The note warns us about the package size because the data in inst/extdata exceeds 1 MB. We don’t want to publish this R package on CRAN so we can ignore this. However, we will resolve this note by adding the inst/extdata/ folder to .Rbuildignore.

^WineReviews\.Rproj$
^\.Rproj\.user$
^data-raw$
^inst/extdata$

Now devtools::check() shows everything is fine:

The second check passes flawlessly

4. Data analysis in a vignette

Now we can explore the processed data. I like to write reports in R package vignettes because they have a clean layout with whom R users are familiar. If you prefer not to use vignettes you can do the steps in a standard R Markdown document instead of a vignette, as shown in chapter 7.

The function below creates a vignettes/ folder with a wine_eda.Rmd vignette that we will use for our exploratory data analysis.

usethis::use_vignette(name = “wine_eda”, title = “Wine Reviews EDA”)

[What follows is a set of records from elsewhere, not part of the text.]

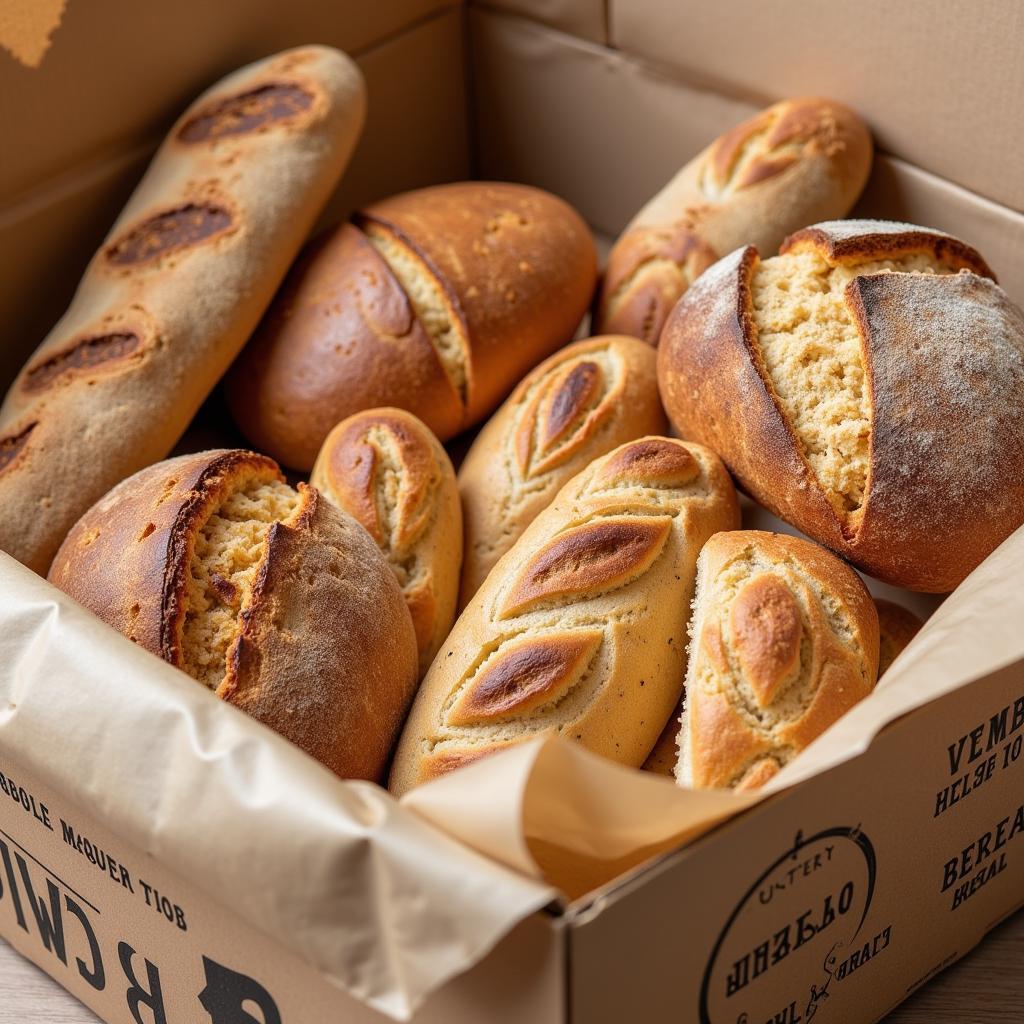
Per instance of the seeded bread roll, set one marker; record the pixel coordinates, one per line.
(580, 629)
(389, 472)
(176, 289)
(582, 402)
(271, 598)
(435, 301)
(897, 627)
(865, 386)
(784, 641)
(798, 162)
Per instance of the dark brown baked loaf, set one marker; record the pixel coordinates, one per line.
(175, 291)
(867, 386)
(798, 162)
(270, 597)
(435, 301)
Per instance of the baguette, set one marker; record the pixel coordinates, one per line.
(865, 386)
(798, 162)
(274, 600)
(784, 641)
(435, 301)
(387, 470)
(176, 289)
(580, 403)
(580, 629)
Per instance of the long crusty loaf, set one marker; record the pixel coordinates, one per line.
(580, 629)
(585, 400)
(176, 289)
(865, 386)
(784, 641)
(435, 301)
(272, 598)
(798, 162)
(389, 472)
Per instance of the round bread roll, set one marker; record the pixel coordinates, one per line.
(798, 162)
(271, 598)
(580, 403)
(580, 629)
(389, 472)
(897, 627)
(867, 386)
(435, 301)
(784, 641)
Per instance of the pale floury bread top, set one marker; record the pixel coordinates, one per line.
(784, 641)
(581, 628)
(276, 601)
(865, 385)
(387, 470)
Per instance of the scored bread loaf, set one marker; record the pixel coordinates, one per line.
(580, 629)
(865, 386)
(580, 403)
(798, 162)
(784, 641)
(175, 290)
(389, 472)
(273, 599)
(435, 301)
(897, 627)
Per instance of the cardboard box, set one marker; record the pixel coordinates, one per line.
(167, 859)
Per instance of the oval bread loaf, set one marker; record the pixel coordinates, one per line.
(175, 291)
(865, 386)
(276, 601)
(796, 163)
(580, 403)
(897, 627)
(389, 472)
(435, 301)
(784, 641)
(580, 629)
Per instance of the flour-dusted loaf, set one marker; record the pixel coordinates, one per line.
(897, 627)
(389, 472)
(798, 162)
(784, 641)
(435, 301)
(176, 289)
(867, 386)
(273, 599)
(581, 628)
(580, 403)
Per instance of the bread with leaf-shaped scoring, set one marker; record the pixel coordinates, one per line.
(581, 628)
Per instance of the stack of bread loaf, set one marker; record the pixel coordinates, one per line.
(585, 572)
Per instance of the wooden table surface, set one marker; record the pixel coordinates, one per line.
(985, 987)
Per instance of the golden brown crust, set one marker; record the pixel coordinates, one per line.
(175, 290)
(784, 642)
(799, 161)
(387, 470)
(942, 353)
(897, 627)
(326, 653)
(577, 406)
(580, 628)
(511, 269)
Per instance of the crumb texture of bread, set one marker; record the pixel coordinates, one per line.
(228, 550)
(431, 304)
(814, 354)
(784, 641)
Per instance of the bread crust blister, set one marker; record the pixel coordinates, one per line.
(273, 599)
(580, 629)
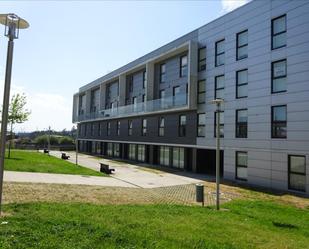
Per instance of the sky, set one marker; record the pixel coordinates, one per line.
(71, 43)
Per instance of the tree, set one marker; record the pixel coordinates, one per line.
(17, 114)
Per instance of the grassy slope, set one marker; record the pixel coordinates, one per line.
(245, 224)
(31, 161)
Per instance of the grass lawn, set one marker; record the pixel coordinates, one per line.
(32, 161)
(243, 224)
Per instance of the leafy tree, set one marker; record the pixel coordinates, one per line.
(17, 114)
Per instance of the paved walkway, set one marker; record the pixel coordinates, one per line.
(14, 176)
(139, 175)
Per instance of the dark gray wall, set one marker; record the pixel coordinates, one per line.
(171, 129)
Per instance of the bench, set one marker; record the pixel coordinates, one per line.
(64, 156)
(105, 168)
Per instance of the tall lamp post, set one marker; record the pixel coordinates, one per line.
(12, 25)
(218, 103)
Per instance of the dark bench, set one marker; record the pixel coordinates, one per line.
(105, 168)
(64, 156)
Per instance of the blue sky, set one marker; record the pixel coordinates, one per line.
(71, 43)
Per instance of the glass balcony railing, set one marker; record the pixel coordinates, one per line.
(156, 105)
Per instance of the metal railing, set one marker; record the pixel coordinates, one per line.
(156, 105)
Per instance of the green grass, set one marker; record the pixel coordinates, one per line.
(32, 161)
(244, 224)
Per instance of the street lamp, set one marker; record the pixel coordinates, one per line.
(12, 25)
(218, 103)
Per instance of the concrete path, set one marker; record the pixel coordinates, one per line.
(14, 176)
(137, 175)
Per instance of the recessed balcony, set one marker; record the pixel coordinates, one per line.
(158, 105)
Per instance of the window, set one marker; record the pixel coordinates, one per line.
(178, 157)
(144, 79)
(161, 126)
(297, 172)
(242, 45)
(99, 129)
(118, 128)
(141, 153)
(242, 84)
(201, 91)
(219, 60)
(221, 124)
(202, 59)
(183, 66)
(91, 129)
(242, 123)
(278, 121)
(108, 128)
(130, 127)
(219, 87)
(109, 149)
(182, 125)
(201, 120)
(278, 32)
(241, 165)
(116, 150)
(162, 73)
(278, 76)
(164, 155)
(144, 127)
(132, 151)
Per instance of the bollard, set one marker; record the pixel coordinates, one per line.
(199, 193)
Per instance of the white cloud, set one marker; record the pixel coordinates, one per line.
(229, 5)
(47, 109)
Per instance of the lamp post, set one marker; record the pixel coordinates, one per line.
(12, 25)
(218, 103)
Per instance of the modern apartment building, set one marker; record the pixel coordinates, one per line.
(157, 108)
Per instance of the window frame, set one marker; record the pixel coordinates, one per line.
(182, 128)
(278, 122)
(130, 127)
(295, 173)
(242, 84)
(118, 128)
(200, 125)
(218, 54)
(240, 166)
(144, 127)
(215, 124)
(238, 124)
(221, 88)
(238, 47)
(274, 35)
(280, 77)
(200, 61)
(201, 92)
(161, 129)
(162, 74)
(182, 67)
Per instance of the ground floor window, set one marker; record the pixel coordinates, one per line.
(116, 150)
(241, 165)
(132, 151)
(110, 149)
(297, 172)
(141, 153)
(164, 155)
(178, 157)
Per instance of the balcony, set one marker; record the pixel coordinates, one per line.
(149, 107)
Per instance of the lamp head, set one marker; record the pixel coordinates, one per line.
(12, 24)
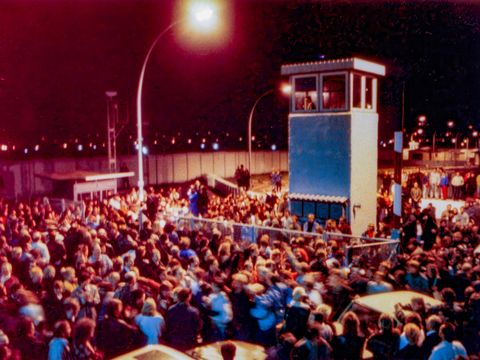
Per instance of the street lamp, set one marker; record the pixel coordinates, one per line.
(200, 13)
(286, 89)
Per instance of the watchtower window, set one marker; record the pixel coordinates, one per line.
(334, 92)
(357, 91)
(369, 93)
(306, 94)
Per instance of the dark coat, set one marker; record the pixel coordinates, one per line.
(183, 325)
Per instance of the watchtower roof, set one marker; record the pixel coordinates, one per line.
(334, 65)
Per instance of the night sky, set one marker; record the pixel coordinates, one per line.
(58, 57)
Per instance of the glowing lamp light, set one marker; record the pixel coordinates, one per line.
(203, 15)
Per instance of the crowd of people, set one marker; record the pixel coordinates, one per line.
(97, 285)
(418, 185)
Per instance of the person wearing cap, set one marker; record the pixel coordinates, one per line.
(414, 279)
(385, 342)
(242, 320)
(150, 322)
(220, 310)
(115, 336)
(183, 322)
(265, 316)
(449, 348)
(59, 348)
(297, 314)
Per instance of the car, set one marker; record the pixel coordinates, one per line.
(154, 352)
(245, 350)
(368, 308)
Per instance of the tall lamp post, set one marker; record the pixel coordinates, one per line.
(286, 89)
(250, 120)
(202, 14)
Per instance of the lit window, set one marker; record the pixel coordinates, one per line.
(333, 92)
(306, 94)
(357, 91)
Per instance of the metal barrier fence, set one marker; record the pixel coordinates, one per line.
(368, 250)
(220, 184)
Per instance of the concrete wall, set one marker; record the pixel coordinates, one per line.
(20, 181)
(363, 175)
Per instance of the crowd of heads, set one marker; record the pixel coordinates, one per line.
(93, 283)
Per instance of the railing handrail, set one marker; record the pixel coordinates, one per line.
(375, 244)
(377, 241)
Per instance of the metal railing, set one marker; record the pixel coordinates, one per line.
(371, 250)
(220, 184)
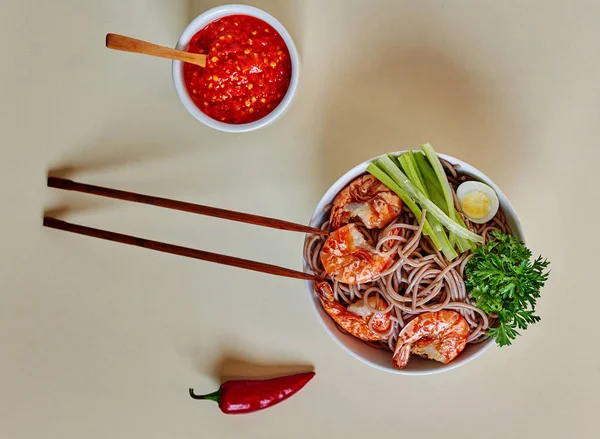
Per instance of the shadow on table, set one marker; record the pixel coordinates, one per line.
(400, 98)
(290, 13)
(231, 366)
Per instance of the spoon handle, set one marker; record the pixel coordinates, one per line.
(128, 44)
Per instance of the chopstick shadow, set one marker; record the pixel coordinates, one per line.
(63, 211)
(290, 13)
(233, 366)
(109, 156)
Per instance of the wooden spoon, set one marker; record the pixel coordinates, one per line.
(128, 44)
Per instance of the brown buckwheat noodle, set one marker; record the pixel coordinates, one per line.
(421, 279)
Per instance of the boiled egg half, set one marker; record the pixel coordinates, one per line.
(478, 201)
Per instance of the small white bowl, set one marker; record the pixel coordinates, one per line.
(199, 23)
(382, 359)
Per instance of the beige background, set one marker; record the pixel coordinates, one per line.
(102, 340)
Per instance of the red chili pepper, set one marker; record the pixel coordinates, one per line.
(245, 396)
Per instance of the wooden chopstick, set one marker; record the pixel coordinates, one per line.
(61, 183)
(178, 250)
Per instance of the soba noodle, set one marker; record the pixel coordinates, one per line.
(421, 279)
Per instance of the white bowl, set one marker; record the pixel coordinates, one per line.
(199, 23)
(382, 359)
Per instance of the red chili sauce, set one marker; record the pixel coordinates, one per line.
(247, 71)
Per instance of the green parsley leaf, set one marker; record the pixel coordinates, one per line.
(503, 281)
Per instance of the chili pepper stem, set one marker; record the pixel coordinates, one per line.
(212, 396)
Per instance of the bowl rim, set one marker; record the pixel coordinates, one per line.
(199, 23)
(327, 198)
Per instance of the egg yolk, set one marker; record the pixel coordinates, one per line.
(476, 205)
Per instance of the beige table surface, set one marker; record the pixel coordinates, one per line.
(102, 340)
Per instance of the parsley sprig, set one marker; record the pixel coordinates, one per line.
(503, 281)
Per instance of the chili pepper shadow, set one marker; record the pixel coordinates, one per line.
(231, 366)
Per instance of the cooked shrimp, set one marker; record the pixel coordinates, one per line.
(355, 318)
(440, 336)
(367, 199)
(349, 258)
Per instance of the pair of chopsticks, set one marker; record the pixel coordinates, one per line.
(69, 185)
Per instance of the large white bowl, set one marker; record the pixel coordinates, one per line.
(382, 359)
(199, 23)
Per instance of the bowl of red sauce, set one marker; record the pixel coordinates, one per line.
(251, 72)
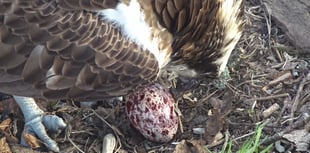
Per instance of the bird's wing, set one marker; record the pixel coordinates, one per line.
(67, 53)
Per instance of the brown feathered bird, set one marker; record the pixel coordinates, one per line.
(92, 49)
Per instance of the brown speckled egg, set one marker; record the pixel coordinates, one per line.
(151, 111)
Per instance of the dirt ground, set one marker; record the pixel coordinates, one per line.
(268, 83)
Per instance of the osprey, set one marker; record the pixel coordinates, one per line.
(91, 49)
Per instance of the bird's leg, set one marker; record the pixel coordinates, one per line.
(36, 122)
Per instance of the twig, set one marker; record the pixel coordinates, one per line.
(298, 93)
(268, 97)
(115, 130)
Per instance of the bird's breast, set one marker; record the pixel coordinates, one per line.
(139, 23)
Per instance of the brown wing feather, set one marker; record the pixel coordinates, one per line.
(50, 52)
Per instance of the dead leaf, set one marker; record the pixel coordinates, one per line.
(192, 146)
(4, 146)
(32, 141)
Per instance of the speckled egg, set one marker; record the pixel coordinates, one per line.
(151, 111)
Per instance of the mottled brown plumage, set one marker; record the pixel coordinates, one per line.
(59, 49)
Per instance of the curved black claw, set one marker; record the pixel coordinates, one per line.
(36, 123)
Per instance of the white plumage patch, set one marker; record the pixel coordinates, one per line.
(130, 19)
(228, 16)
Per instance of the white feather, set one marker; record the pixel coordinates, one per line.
(131, 20)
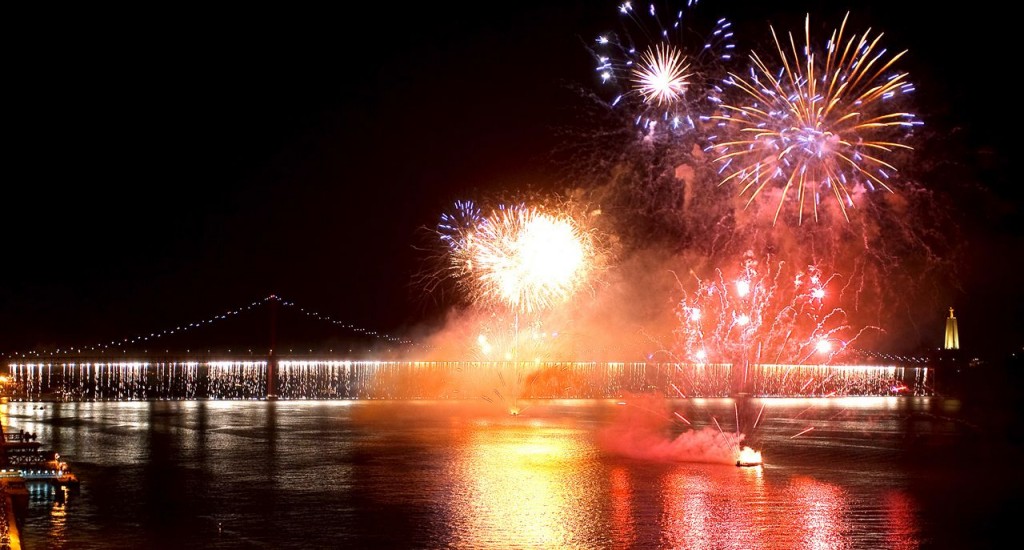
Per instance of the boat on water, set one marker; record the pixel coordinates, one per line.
(15, 487)
(53, 472)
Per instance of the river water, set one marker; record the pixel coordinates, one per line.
(636, 472)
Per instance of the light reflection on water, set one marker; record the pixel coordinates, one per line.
(466, 474)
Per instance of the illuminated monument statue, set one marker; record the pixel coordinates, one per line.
(952, 338)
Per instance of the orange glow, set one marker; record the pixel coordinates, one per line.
(749, 457)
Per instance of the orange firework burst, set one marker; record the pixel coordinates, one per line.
(525, 259)
(663, 76)
(820, 124)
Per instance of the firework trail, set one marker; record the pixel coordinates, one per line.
(821, 122)
(456, 228)
(524, 259)
(660, 71)
(763, 313)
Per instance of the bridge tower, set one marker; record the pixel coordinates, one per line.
(271, 357)
(952, 336)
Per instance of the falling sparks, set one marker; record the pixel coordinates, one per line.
(525, 259)
(665, 81)
(823, 123)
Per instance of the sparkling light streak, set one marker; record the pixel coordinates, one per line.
(819, 123)
(762, 313)
(660, 73)
(524, 259)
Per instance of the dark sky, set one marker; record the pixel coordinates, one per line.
(168, 163)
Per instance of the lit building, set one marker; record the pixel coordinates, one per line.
(952, 337)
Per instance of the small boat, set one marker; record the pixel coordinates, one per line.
(749, 457)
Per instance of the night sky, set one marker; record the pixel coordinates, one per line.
(169, 163)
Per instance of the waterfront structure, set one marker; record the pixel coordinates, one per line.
(952, 336)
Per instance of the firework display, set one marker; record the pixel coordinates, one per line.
(824, 121)
(803, 134)
(763, 312)
(659, 69)
(523, 258)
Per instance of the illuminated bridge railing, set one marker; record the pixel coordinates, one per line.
(446, 380)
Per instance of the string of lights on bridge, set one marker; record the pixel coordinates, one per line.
(115, 344)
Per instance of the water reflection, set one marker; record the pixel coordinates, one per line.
(442, 474)
(512, 489)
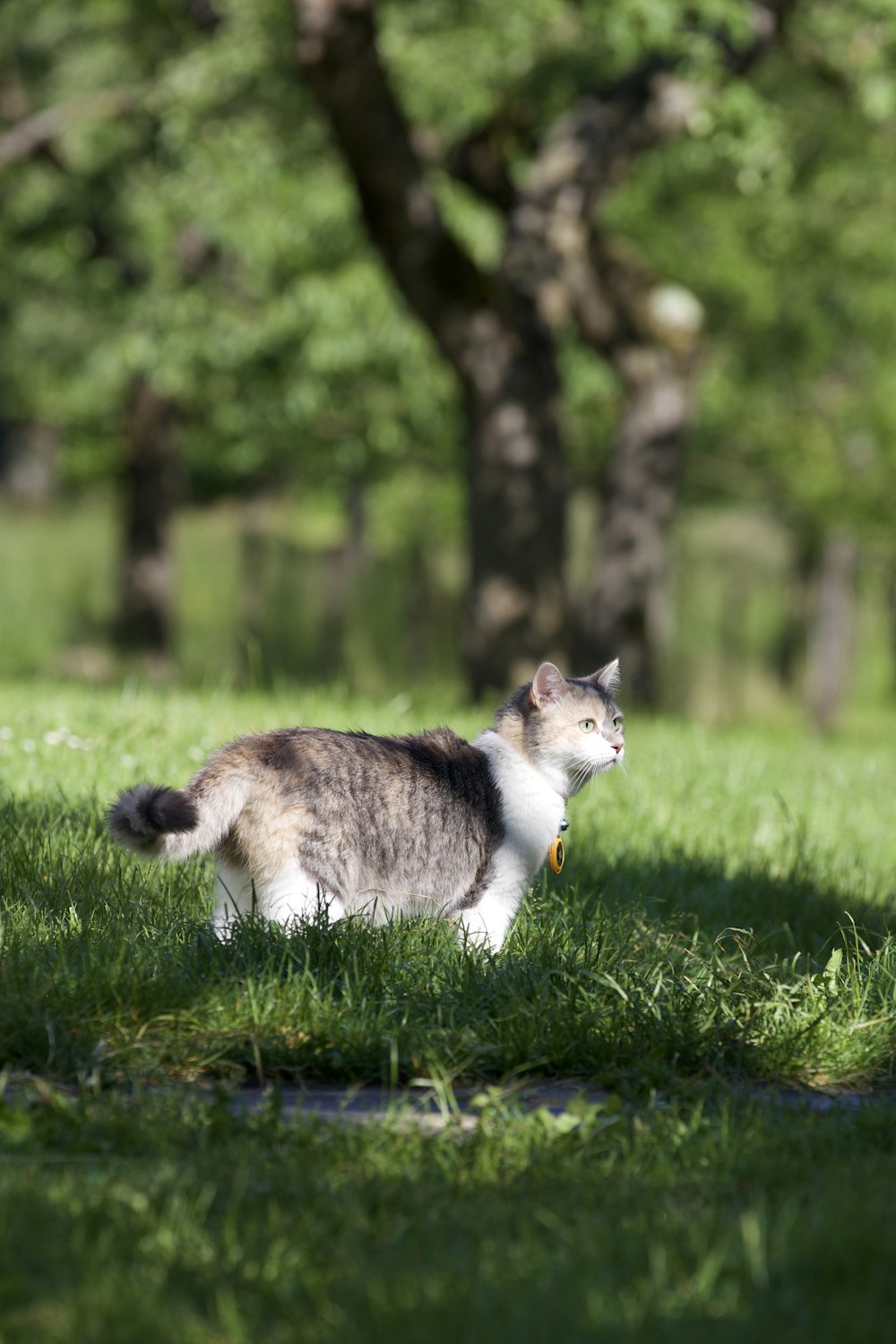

We will use the popular dplyr R package to manipulate data. It’s important to declare each R package we use in the DESCRIPTION file. Don’t worry: if you forget this devtools::check() will throw a note. Declare the package with:

usethis::use_package(“dplyr”)

Let’s add some code to the vignette to load the data and show a summary:

---
title: “Wine Reviews EDA”
output: rmarkdown::html_vignette
vignette: >
%\VignetteIndexEntry{Wine Reviews EDA}
%\VignetteEngine{knitr::rmarkdown}
%\VignetteEncoding{UTF-8}
---
```{r, include = FALSE}
knitr::opts_chunk$set(
collapse = TRUE,
comment = “#>”
)
```
```{r setup}
library(WineReviews)
```
```{r}
# load the previously created wine_data data frame
data(wine_data)
```
```{r}
summary(wine_data)
```
the winedata has 22691 missing values for price

There are 22691 missing values for the wine price. Let’s transform our data to fill these missing values. R is a functional programming language: we should transform our data by applying functions.

“To understand computations in R, two slogans are helpful: Everything that exists is an object. Everything that happens is a function call.”

— John Chambers

This is the part where our decision to put our analysis in an R package will pay its dividends: package development makes the process of writing, documenting and testing functions incredibly smooth.

5. Working with functions

Let’s replace a missing price with the mean price of that country’s wines. This is not necessarily a good idea statistically speaking, but it will serve to drive the point home.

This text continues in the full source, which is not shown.